# Do you use a brake or ratcheting winch?



## Butthead (Jul 11, 2012)

I realize that traditionally most boat trailers come with ratcheting winches, but does anyone use a brake winch on their trailer?

For those that use a brake winch, do you like it better and why?


----------



## earl60446 (Jul 16, 2012)

Not too many using a brake winch it seems. Mine is ratcheting, seems to make more sense to me than a brake.
Tim


----------



## Butthead (Jul 16, 2012)

I kind of figured. 

I got my hands on a very nice SeaSense brake winch but wasn't sure if it would be a good idea to switch it out for my "sometimes slightly annoying" ratcheting winch. I've never used a brake winch before and didn't want to go through the hastle of swapping it out only to find I dislike it.
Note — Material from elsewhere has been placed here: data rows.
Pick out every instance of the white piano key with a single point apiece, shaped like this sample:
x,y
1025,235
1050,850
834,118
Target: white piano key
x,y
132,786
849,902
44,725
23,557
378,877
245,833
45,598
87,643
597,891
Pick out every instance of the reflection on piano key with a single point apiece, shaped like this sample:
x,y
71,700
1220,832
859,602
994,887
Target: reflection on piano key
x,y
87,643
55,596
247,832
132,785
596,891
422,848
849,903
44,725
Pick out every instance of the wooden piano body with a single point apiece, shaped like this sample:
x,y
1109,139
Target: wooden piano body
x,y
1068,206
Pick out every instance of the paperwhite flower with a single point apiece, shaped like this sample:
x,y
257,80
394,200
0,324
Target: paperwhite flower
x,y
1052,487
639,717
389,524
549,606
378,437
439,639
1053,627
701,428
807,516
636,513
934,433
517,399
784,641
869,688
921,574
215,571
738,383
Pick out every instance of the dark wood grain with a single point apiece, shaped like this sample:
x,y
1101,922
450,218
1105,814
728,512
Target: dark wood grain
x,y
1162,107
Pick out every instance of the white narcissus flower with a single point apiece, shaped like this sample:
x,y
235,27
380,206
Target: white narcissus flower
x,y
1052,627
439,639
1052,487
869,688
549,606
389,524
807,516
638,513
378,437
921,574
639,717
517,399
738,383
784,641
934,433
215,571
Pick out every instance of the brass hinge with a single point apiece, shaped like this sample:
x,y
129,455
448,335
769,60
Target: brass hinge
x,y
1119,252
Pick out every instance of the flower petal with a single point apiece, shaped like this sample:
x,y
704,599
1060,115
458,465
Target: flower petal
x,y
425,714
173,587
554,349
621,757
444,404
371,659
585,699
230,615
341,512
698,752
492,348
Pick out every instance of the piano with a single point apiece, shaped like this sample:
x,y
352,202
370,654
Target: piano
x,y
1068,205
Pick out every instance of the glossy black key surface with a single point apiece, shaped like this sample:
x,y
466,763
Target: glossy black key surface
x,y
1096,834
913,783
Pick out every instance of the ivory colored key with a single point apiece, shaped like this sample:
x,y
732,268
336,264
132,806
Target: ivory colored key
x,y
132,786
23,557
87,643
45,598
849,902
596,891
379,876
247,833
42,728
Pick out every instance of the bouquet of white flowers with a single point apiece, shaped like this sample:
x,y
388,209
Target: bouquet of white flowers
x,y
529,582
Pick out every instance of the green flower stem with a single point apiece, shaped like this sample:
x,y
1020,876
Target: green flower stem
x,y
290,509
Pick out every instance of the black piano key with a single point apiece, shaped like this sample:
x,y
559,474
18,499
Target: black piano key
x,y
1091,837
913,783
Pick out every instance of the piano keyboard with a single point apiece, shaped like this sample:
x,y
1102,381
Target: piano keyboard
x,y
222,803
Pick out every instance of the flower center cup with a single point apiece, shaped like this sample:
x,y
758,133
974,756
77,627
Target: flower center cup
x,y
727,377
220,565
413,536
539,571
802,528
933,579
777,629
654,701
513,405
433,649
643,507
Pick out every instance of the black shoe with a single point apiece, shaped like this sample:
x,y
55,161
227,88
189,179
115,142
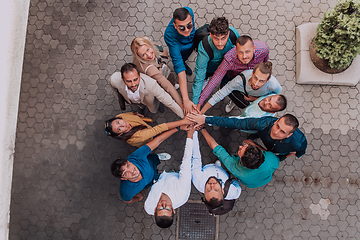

So does someone want to buy a brake winch? Ha-ha-ha.


----------



## crazymanme2 (Jul 16, 2012)

Mine on my 16 foot boat is brake & ratchet. #-o


----------



## Butthead (Jul 17, 2012)

crazymanme2 said:


> Mine on my 16 foot boat is brake & ratchet. #-o



So do you like it, or is it a hastle?

Is there a lot of resistance when pulling out the strap/cable to drop the boat in the water?


----------



## crazymanme2 (Jul 17, 2012)

The strap pulls out normally.You hook the clicker back & pull out your strap.I love it =D>


----------



## novaman (Jul 22, 2012)

If You would be so kind to post a pic, I for one have never seen a boat winch with a brake system, only rachet styles. Thanks in advance


----------



## Buddychrist (Jul 22, 2012)

I have a ratcheting winch with a steel cable instead of a strap for my jon boat and I actually like it more than my ratcheting winch with a strap for my SeaPro


----------



## Butthead (Jul 23, 2012)

novaman said:


> If You would be so kind to post a pic, I for one have never seen a boat winch with a brake system, only rachet styles. Thanks in advance



Here's the one I got:
https://www.amazon.com/Seasense-Bra...43051864&sr=1-2&keywords=seasense+brake+winch


----------